# Calculating kills and deaths in a game

I'm trying to make a program that calculates your k/d ratio (kill/death, which is used in FPS games to make people believe that it's skill), how many kills you need without dying once to reach a goalKD. It also has a part that calculates how many battles you need if you give the program your average battle kills and battle deaths.

Is there a efficient way to program it? Currently, the way I'm doing it is getting me into programmer-efficiency hell.

For i = 1 to 100000 {
While GoalKD>KDratio {
Kills = BattleKills + Kill
Deaths = BattleDeaths + Death
KDratio = Kills / Deaths
i++
}
}


I'm programming this in SmallBasic because I'm most familiar with it, and I think it's easily readable. Also, if possible, don't give the answer right away; give me some hints for me to practice my mind. Add the answer in a spoiler box.

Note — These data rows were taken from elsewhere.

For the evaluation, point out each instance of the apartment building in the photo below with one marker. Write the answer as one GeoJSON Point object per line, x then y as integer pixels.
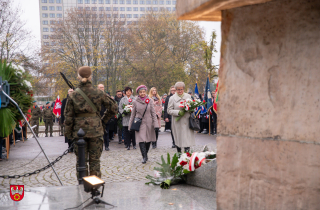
{"type": "Point", "coordinates": [55, 10]}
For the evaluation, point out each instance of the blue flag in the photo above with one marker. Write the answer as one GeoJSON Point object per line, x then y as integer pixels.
{"type": "Point", "coordinates": [207, 95]}
{"type": "Point", "coordinates": [196, 91]}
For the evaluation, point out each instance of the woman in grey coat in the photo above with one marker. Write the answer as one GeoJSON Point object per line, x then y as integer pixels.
{"type": "Point", "coordinates": [183, 135]}
{"type": "Point", "coordinates": [129, 136]}
{"type": "Point", "coordinates": [149, 123]}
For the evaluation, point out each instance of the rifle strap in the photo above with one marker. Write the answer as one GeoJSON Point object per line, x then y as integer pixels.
{"type": "Point", "coordinates": [87, 99]}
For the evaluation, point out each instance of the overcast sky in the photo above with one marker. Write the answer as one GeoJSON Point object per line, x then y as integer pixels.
{"type": "Point", "coordinates": [30, 13]}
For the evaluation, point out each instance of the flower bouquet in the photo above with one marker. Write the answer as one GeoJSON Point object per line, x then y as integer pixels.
{"type": "Point", "coordinates": [189, 106]}
{"type": "Point", "coordinates": [174, 172]}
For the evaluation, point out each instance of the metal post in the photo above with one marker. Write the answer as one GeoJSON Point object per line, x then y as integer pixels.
{"type": "Point", "coordinates": [81, 156]}
{"type": "Point", "coordinates": [31, 131]}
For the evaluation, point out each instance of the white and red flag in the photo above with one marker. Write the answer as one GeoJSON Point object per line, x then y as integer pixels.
{"type": "Point", "coordinates": [57, 107]}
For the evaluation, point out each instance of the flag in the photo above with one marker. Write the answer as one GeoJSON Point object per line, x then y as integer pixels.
{"type": "Point", "coordinates": [57, 107]}
{"type": "Point", "coordinates": [196, 91]}
{"type": "Point", "coordinates": [216, 98]}
{"type": "Point", "coordinates": [207, 95]}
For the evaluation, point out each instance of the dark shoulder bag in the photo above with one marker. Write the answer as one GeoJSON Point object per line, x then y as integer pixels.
{"type": "Point", "coordinates": [135, 126]}
{"type": "Point", "coordinates": [194, 123]}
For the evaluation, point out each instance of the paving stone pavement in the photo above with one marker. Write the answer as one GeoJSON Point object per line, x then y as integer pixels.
{"type": "Point", "coordinates": [117, 165]}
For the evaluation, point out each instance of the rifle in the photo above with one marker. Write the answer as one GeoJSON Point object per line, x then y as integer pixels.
{"type": "Point", "coordinates": [67, 81]}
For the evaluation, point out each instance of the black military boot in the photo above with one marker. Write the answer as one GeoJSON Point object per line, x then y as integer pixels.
{"type": "Point", "coordinates": [143, 150]}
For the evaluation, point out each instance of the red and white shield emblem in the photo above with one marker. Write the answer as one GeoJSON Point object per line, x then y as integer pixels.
{"type": "Point", "coordinates": [16, 192]}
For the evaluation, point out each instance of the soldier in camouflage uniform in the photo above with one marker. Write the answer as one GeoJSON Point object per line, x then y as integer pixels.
{"type": "Point", "coordinates": [36, 115]}
{"type": "Point", "coordinates": [48, 118]}
{"type": "Point", "coordinates": [80, 114]}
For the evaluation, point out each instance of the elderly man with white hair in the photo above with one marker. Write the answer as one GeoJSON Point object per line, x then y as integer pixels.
{"type": "Point", "coordinates": [183, 135]}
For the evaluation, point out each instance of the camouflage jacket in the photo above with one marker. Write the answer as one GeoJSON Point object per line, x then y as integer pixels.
{"type": "Point", "coordinates": [48, 113]}
{"type": "Point", "coordinates": [76, 105]}
{"type": "Point", "coordinates": [36, 113]}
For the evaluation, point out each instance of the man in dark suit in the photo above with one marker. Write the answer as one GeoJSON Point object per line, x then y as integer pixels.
{"type": "Point", "coordinates": [64, 101]}
{"type": "Point", "coordinates": [167, 117]}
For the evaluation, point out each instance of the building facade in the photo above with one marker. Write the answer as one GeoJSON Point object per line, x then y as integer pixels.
{"type": "Point", "coordinates": [52, 11]}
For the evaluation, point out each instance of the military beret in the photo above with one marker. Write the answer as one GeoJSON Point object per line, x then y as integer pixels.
{"type": "Point", "coordinates": [84, 71]}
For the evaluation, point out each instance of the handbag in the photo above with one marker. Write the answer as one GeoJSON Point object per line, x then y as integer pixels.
{"type": "Point", "coordinates": [194, 123]}
{"type": "Point", "coordinates": [135, 126]}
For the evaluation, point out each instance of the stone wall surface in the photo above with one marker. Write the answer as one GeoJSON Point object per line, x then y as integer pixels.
{"type": "Point", "coordinates": [268, 149]}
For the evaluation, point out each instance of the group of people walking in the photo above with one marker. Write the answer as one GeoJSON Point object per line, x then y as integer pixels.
{"type": "Point", "coordinates": [90, 108]}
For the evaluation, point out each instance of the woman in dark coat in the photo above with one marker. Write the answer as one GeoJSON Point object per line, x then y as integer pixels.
{"type": "Point", "coordinates": [149, 124]}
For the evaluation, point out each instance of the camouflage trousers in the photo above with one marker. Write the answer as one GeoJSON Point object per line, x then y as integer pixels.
{"type": "Point", "coordinates": [93, 150]}
{"type": "Point", "coordinates": [35, 122]}
{"type": "Point", "coordinates": [48, 123]}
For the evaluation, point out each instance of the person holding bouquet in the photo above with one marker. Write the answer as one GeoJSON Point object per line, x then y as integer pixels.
{"type": "Point", "coordinates": [125, 110]}
{"type": "Point", "coordinates": [143, 108]}
{"type": "Point", "coordinates": [183, 135]}
{"type": "Point", "coordinates": [153, 94]}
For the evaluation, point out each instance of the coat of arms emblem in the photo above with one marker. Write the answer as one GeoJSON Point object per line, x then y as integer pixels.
{"type": "Point", "coordinates": [16, 192]}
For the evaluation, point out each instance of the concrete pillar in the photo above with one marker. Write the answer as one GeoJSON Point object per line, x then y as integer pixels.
{"type": "Point", "coordinates": [268, 148]}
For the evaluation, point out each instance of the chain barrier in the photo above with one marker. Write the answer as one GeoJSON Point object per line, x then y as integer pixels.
{"type": "Point", "coordinates": [39, 170]}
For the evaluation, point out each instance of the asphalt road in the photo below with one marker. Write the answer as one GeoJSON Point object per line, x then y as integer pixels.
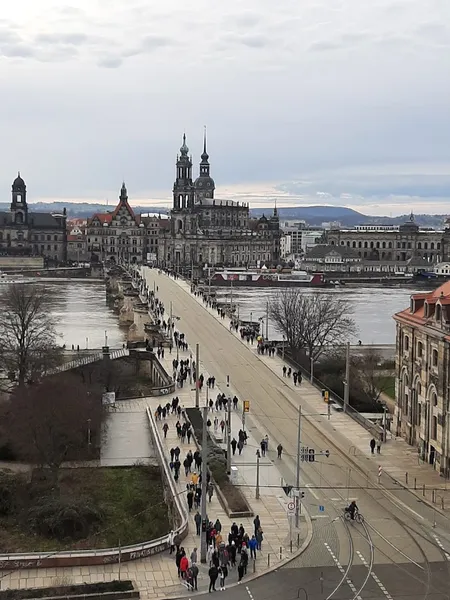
{"type": "Point", "coordinates": [398, 536]}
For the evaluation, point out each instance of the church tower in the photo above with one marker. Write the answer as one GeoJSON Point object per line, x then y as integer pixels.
{"type": "Point", "coordinates": [183, 188]}
{"type": "Point", "coordinates": [19, 208]}
{"type": "Point", "coordinates": [204, 184]}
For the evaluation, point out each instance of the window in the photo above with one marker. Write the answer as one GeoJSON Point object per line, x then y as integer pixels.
{"type": "Point", "coordinates": [434, 358]}
{"type": "Point", "coordinates": [434, 428]}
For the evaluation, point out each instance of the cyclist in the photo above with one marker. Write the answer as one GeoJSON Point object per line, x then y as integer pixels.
{"type": "Point", "coordinates": [352, 508]}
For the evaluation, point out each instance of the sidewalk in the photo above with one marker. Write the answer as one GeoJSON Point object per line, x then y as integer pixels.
{"type": "Point", "coordinates": [398, 460]}
{"type": "Point", "coordinates": [271, 507]}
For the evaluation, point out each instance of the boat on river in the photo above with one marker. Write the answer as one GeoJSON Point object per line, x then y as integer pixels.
{"type": "Point", "coordinates": [6, 279]}
{"type": "Point", "coordinates": [263, 278]}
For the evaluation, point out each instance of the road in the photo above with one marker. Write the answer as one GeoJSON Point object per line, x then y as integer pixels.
{"type": "Point", "coordinates": [402, 539]}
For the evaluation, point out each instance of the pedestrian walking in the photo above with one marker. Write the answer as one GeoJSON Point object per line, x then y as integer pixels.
{"type": "Point", "coordinates": [213, 574]}
{"type": "Point", "coordinates": [252, 544]}
{"type": "Point", "coordinates": [223, 574]}
{"type": "Point", "coordinates": [198, 522]}
{"type": "Point", "coordinates": [210, 490]}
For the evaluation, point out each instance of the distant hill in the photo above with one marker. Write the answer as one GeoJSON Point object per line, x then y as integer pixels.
{"type": "Point", "coordinates": [316, 215]}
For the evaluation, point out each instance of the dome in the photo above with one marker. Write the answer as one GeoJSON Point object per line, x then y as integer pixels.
{"type": "Point", "coordinates": [184, 150]}
{"type": "Point", "coordinates": [18, 182]}
{"type": "Point", "coordinates": [204, 183]}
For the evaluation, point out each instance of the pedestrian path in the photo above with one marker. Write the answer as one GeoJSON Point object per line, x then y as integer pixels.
{"type": "Point", "coordinates": [398, 460]}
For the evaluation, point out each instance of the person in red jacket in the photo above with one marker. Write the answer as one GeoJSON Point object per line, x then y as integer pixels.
{"type": "Point", "coordinates": [184, 565]}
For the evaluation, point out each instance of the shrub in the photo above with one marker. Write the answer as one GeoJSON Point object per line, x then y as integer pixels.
{"type": "Point", "coordinates": [217, 464]}
{"type": "Point", "coordinates": [62, 518]}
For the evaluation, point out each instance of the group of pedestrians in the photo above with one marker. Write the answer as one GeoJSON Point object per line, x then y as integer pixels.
{"type": "Point", "coordinates": [296, 375]}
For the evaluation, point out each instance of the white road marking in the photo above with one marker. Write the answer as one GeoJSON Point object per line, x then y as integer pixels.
{"type": "Point", "coordinates": [374, 577]}
{"type": "Point", "coordinates": [342, 571]}
{"type": "Point", "coordinates": [308, 485]}
{"type": "Point", "coordinates": [441, 546]}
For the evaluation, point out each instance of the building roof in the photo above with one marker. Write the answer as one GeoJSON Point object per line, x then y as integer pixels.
{"type": "Point", "coordinates": [440, 294]}
{"type": "Point", "coordinates": [37, 220]}
{"type": "Point", "coordinates": [323, 250]}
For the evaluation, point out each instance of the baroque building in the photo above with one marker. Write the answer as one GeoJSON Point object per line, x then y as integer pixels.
{"type": "Point", "coordinates": [423, 376]}
{"type": "Point", "coordinates": [391, 243]}
{"type": "Point", "coordinates": [27, 233]}
{"type": "Point", "coordinates": [121, 236]}
{"type": "Point", "coordinates": [209, 231]}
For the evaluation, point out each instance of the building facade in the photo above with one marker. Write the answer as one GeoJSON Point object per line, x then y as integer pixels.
{"type": "Point", "coordinates": [27, 233]}
{"type": "Point", "coordinates": [121, 236]}
{"type": "Point", "coordinates": [423, 376]}
{"type": "Point", "coordinates": [391, 243]}
{"type": "Point", "coordinates": [208, 231]}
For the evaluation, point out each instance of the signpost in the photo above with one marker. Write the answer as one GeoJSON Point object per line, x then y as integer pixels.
{"type": "Point", "coordinates": [245, 409]}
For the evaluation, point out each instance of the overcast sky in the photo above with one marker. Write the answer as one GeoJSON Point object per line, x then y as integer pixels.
{"type": "Point", "coordinates": [343, 102]}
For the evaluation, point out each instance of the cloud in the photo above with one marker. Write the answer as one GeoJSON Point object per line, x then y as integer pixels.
{"type": "Point", "coordinates": [110, 62]}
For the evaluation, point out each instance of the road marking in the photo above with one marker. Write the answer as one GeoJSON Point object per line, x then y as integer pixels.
{"type": "Point", "coordinates": [342, 571]}
{"type": "Point", "coordinates": [441, 546]}
{"type": "Point", "coordinates": [308, 485]}
{"type": "Point", "coordinates": [374, 577]}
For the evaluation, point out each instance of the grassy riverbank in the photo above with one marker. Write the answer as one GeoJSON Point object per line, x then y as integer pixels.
{"type": "Point", "coordinates": [123, 506]}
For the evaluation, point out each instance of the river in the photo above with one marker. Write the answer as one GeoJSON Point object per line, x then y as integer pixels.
{"type": "Point", "coordinates": [81, 314]}
{"type": "Point", "coordinates": [373, 308]}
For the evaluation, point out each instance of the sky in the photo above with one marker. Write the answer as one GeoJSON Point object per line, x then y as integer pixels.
{"type": "Point", "coordinates": [338, 102]}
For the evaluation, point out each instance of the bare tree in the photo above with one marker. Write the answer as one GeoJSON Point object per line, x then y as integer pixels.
{"type": "Point", "coordinates": [368, 376]}
{"type": "Point", "coordinates": [56, 421]}
{"type": "Point", "coordinates": [27, 332]}
{"type": "Point", "coordinates": [312, 323]}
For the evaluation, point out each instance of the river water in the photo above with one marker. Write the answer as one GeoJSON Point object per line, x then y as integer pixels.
{"type": "Point", "coordinates": [83, 316]}
{"type": "Point", "coordinates": [373, 308]}
{"type": "Point", "coordinates": [81, 313]}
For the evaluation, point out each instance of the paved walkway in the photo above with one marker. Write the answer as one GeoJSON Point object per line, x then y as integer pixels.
{"type": "Point", "coordinates": [398, 460]}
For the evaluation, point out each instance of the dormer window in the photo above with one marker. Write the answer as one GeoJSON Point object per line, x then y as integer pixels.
{"type": "Point", "coordinates": [438, 313]}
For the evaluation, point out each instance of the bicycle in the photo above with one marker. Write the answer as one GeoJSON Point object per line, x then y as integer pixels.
{"type": "Point", "coordinates": [358, 516]}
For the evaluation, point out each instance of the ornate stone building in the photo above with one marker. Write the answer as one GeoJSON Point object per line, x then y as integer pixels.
{"type": "Point", "coordinates": [26, 233]}
{"type": "Point", "coordinates": [390, 243]}
{"type": "Point", "coordinates": [423, 376]}
{"type": "Point", "coordinates": [121, 236]}
{"type": "Point", "coordinates": [208, 231]}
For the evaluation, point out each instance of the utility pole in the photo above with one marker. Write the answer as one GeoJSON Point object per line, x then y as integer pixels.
{"type": "Point", "coordinates": [204, 477]}
{"type": "Point", "coordinates": [257, 474]}
{"type": "Point", "coordinates": [347, 377]}
{"type": "Point", "coordinates": [297, 482]}
{"type": "Point", "coordinates": [228, 429]}
{"type": "Point", "coordinates": [197, 376]}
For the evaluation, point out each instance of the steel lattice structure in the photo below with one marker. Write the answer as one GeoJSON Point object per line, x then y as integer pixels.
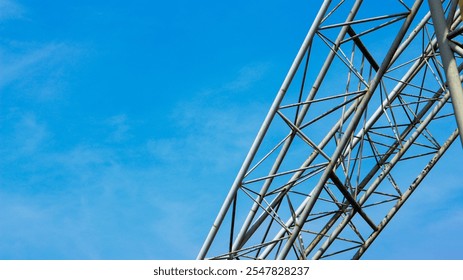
{"type": "Point", "coordinates": [371, 102]}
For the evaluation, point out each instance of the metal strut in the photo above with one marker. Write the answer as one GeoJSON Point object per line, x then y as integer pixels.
{"type": "Point", "coordinates": [324, 175]}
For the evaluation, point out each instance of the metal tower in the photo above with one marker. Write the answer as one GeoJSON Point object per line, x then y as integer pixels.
{"type": "Point", "coordinates": [371, 102]}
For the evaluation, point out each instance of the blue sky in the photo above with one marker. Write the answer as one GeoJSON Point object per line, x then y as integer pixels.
{"type": "Point", "coordinates": [123, 125]}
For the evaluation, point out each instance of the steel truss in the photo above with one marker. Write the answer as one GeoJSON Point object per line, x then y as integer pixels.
{"type": "Point", "coordinates": [349, 137]}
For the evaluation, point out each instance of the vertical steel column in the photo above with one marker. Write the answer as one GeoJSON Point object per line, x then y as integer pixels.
{"type": "Point", "coordinates": [263, 130]}
{"type": "Point", "coordinates": [448, 60]}
{"type": "Point", "coordinates": [349, 131]}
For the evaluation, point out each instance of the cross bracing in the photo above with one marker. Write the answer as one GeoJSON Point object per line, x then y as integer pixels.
{"type": "Point", "coordinates": [367, 109]}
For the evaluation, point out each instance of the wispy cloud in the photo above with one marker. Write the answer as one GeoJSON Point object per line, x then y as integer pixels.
{"type": "Point", "coordinates": [10, 9]}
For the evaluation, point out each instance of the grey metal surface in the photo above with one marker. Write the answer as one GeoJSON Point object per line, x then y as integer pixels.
{"type": "Point", "coordinates": [364, 113]}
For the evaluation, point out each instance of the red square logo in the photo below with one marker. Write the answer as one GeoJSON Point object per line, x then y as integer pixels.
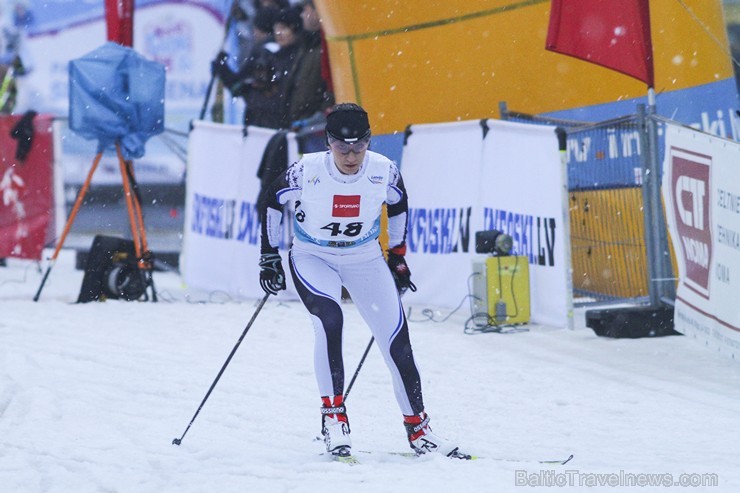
{"type": "Point", "coordinates": [346, 206]}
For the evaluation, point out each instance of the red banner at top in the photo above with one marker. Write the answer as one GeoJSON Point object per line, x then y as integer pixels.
{"type": "Point", "coordinates": [612, 33]}
{"type": "Point", "coordinates": [119, 20]}
{"type": "Point", "coordinates": [26, 185]}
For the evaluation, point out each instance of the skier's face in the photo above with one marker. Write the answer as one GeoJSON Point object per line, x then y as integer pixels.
{"type": "Point", "coordinates": [284, 35]}
{"type": "Point", "coordinates": [349, 157]}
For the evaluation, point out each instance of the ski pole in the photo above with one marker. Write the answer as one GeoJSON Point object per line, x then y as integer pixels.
{"type": "Point", "coordinates": [227, 28]}
{"type": "Point", "coordinates": [357, 371]}
{"type": "Point", "coordinates": [178, 441]}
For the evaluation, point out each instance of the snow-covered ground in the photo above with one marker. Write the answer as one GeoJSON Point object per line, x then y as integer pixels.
{"type": "Point", "coordinates": [92, 395]}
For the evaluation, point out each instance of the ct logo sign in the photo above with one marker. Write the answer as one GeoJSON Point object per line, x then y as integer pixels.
{"type": "Point", "coordinates": [690, 186]}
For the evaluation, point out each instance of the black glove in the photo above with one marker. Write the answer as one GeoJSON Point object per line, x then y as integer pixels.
{"type": "Point", "coordinates": [400, 271]}
{"type": "Point", "coordinates": [219, 65]}
{"type": "Point", "coordinates": [272, 275]}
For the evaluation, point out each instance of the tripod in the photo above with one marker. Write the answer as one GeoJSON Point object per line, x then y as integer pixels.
{"type": "Point", "coordinates": [144, 257]}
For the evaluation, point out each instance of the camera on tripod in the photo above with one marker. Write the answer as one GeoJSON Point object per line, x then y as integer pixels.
{"type": "Point", "coordinates": [493, 242]}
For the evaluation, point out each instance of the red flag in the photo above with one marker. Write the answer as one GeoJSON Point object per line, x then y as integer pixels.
{"type": "Point", "coordinates": [612, 33]}
{"type": "Point", "coordinates": [119, 18]}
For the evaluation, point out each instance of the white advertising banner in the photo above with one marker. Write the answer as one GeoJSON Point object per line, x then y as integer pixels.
{"type": "Point", "coordinates": [472, 176]}
{"type": "Point", "coordinates": [221, 244]}
{"type": "Point", "coordinates": [701, 190]}
{"type": "Point", "coordinates": [520, 192]}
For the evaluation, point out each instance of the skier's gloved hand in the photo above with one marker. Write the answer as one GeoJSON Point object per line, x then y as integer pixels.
{"type": "Point", "coordinates": [218, 65]}
{"type": "Point", "coordinates": [399, 269]}
{"type": "Point", "coordinates": [272, 275]}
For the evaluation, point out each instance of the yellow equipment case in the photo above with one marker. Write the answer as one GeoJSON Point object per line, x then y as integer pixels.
{"type": "Point", "coordinates": [507, 283]}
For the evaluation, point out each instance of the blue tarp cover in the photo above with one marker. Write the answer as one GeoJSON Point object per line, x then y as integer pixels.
{"type": "Point", "coordinates": [115, 94]}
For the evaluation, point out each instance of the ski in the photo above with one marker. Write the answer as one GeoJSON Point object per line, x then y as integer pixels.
{"type": "Point", "coordinates": [346, 459]}
{"type": "Point", "coordinates": [344, 455]}
{"type": "Point", "coordinates": [458, 455]}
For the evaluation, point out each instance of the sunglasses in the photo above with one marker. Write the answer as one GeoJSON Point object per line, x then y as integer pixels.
{"type": "Point", "coordinates": [345, 148]}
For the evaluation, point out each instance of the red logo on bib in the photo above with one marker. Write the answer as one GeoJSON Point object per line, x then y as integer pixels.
{"type": "Point", "coordinates": [346, 206]}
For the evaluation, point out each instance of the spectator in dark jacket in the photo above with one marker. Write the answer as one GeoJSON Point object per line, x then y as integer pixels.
{"type": "Point", "coordinates": [256, 81]}
{"type": "Point", "coordinates": [298, 70]}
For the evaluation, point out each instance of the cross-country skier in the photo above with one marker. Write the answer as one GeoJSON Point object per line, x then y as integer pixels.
{"type": "Point", "coordinates": [338, 197]}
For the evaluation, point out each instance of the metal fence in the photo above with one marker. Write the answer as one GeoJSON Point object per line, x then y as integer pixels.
{"type": "Point", "coordinates": [605, 163]}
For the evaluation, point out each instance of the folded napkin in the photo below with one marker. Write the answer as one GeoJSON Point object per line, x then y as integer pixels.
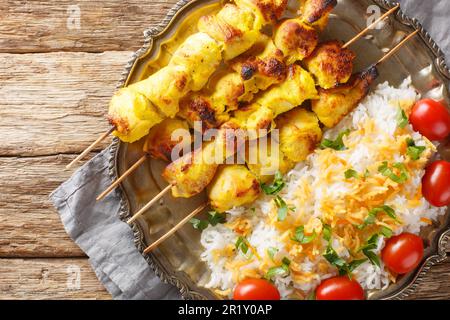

• There is nothing that changes in the while loop that affects its condition, so you would get stuck there. – Guffa Dec 20 '13 at 1:36
• Always prefer ++i over i++. When you do i++, it sets a temp value to i, then adds one to i, then returns the temp for you to use. With ++i, it increments i, then returns i. Very very small efficiency gain, but still worth it. – Kieveli Dec 20 '13 at 13:13
• As far as general hints, there a reason why there are a lot of math classes for CS majors. Some problem just get much less complex if you use math on them instead of trying to bruteforce a solution with general computing principles. – Christian Dec 20 '13 at 14:05

For the kills needed part, you are trying to solve this equation:

k{current} + n
--------------  = r
d{current}


Where r is the target rate and n is the number you're looking for. Some basic algebra:

n = rd - k


For the battles part, you need to solve

k{current} + b * k{battle}            // current kills + additional kills
--------------------------  = r
d{current} + b * d{battle}            // current deaths + additional deaths

k{current} + b * k{battle} = r * (d{current} + b * d{battle})  // multiply both sides by d{current} + b * d{battle}

k{current} + b * k{battle} = r * d{current} + r * b * d{battle})  // just showing multiplication of r

b * (k{battle} - r * d{battle}) = r * d{current} - k{current}  // subtracting terms from each side

r * d{current} - k{current}
b =  ---------------------------  // dividing by k{battle} - r * d{battle}
k{battle} - r * d{battle}


In your code above, this becomes

need = Math.ceiling( GoalKD * Deaths - Kills )
battles = Math.ceiling( ( GoalKD * Deaths - Kills ) / (BattleKills - GoalKD * BattleDeaths) )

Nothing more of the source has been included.